Même si vous n’êtes pas relativiste dans vos options philosophiques, même si vous n’aimez ni temporiser, ni diluer la vérité, vous me concèderez qu’il s’agit là d’une notion relative. Qu’est-ce qui permet de dire qu’une porte est étroite? Physiquement, matériellement, cela dépend de l’usage qu’on veut en faire. La porte d’entrée à l’arrière de cette église n’est ni particulièrement large, ni particulièrement étroite. Elle est, disons, convenable à l’usage habituel qu’on en fait. Psychologiquement et moralement, on peut aussi parler de « porte étroite » et c’est évidemment de ce qu’il s’agit dans l’évangile du jour. Jésus n’avait probablement pas de préoccupations architecturales et s’il emprunte l’image de la porte étroite, on peut présumer que c’est à des fins morales ou évangéliques. Est-ce que ce que nous avons dit des portes étroites au sens physique, matériel, vaut aussi pour les portes étroites au sens moral et évangélique? Autrement dit, quand Jésus annonce qu’il faudra passer par la porte étroite, a-t-il une mesure en tête, ou pense-t-il, comme dans le cas des portes ordinaires, que cela peut varier? Et si la largeur d’une porte étroite, morale ou évangélique, varie, quels seront les critères qui permettront de l’identifier?

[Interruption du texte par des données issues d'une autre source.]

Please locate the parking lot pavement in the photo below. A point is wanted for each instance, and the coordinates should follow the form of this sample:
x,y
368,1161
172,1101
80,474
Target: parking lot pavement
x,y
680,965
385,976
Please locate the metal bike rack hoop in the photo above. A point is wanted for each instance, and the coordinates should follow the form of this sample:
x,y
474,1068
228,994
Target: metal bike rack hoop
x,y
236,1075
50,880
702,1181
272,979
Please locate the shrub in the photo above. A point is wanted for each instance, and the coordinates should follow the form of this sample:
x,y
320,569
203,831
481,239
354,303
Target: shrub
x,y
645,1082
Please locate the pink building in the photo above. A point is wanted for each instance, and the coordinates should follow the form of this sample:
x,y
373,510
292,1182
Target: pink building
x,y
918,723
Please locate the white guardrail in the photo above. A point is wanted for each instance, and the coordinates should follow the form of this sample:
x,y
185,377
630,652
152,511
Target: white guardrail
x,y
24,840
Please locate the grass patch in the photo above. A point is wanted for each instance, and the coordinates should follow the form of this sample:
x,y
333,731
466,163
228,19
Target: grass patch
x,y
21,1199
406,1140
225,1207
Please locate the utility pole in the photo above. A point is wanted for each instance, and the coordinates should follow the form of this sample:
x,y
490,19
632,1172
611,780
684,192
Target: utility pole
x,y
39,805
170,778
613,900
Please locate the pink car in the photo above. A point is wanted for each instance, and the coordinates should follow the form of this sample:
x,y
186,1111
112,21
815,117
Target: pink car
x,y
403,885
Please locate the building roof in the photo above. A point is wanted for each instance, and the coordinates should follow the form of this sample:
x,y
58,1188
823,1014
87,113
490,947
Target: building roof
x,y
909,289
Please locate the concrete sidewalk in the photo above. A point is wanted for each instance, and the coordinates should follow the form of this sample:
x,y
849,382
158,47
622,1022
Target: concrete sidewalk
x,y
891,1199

Il y a déjà des critères dans la suite de l’évangile de ce matin et on peut les résumer ainsi : une porte étroite, c’en est une qu’on ne peut « élargir » en faisant valoir ses relations personnelles, ni mêmes ses références ancestrales, dans ce cas-ci à Abraham et sa descendance. Ce sont là des critères évoqués ailleurs dans l’évangile et qui ont probablement à voir avec les querelles entre les juifs et les premières communautés chrétiennes autonomes. L’extrait de ce matin se termine même avec une annonce que les critères pourront être renversés, puisque les premiers seront les derniers.

Il faut donc accepter de chercher ailleurs les critères qui vont nous permettre de reconnaître une porte étroite. Les connaissances et les pratiques de notre époque peuvent peut-être nous aider à faire un pas de plus. Est-ce qu’une porte étroite au sens moral ne serait pas comme une porte étroite au sens physique, c’est-à-dire une porte qui convient à l’usage qu’on veut en faire. Dans la situation morale, on peut même changer de mot, il me semble, et dire « qui convient à l’usager qui veut s’en servir ». Une porte étroite serait donc une porte adaptée à celui ou à celle qui doit y passer pour trouver sa route, pour poursuivre son chemin à lui ou à elle. Comme dans le monde de l’habillement ou dans celui de la psychologie, une porte étroite est en somme une porte bien ajustée. Une porte qui ouvre le passage, qui laisse passer, mais selon ce qui convient exactement à celui ou à celle qui doit l’emprunter.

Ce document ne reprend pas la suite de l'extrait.